The two films abbreviate the history of the Crusades to a number of key episodes. The Horror Show File starts with Pope Urban II’s advocacy of the Crusades in 1095 at the Council of Clermont, in response to an appeal by Byzantine Emperor Alexios I Komnenos, and ends with the fall of Jerusalem in 1099. Along the way we are witness to massacres and betrayals as the Crusaders ransack and conquer their way to Jerusalem.
The Path to Cairo opens with the Crusaders in control of Jerusalem and continues through a fifty-year period of continuing strife until the first counter Arab victory by Zangi at Edessa in 1144 and his murder in 1146. All through this confusing period, where the action passes between Damascus, Baghdad, Tripoli, Antioch, Aleppo, Homs, and Edessa, we witness internecine conflict between various Arab rulers (assassinations or refusal of assistance) and strange alliances between Franks and Arabs. (The city names listed here betoken the relevance of this story of the Crusades to present day Middle Eastern politics.)
The Horror Show File (31:49) was made in Italy using a collection of hundreds of antique wooden marionettes that were 200-years old. The Path to Cairo (60:00) was made in Provence and involved the making of original ceramic marionettes. Sets here also more complex, based on Arab and Persian medieval miniatures, and music and song play a strong role, in part discriminating the Shia and Sunni characters.

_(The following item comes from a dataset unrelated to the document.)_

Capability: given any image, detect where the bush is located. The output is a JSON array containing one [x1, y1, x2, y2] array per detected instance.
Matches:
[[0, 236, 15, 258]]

Wael Shawky, born 1971 in Alexandria, lived in Mecca, Saudi Arabia, until he moved with his family back to Egypt when he was fourteen. He received his BFA from the Faculty of Fine Arts, Alexandria University in 1994 and his MFA from the Graduate School of Fine Arts, University of Pennsylvania, Philadelphia, in 2001. He is a veteran of many international biennials including most recently Sharjah Biennial 11. Recent exhibitions include Al Araba Al Madfuna at KW Institute for Contemporary Art in Berlin (2012). Upcoming exhibitions include the Serpentine Gallery, London, and MoMA PS1, New York. In 2010, he established MASS Alexandria, an academy for young artists.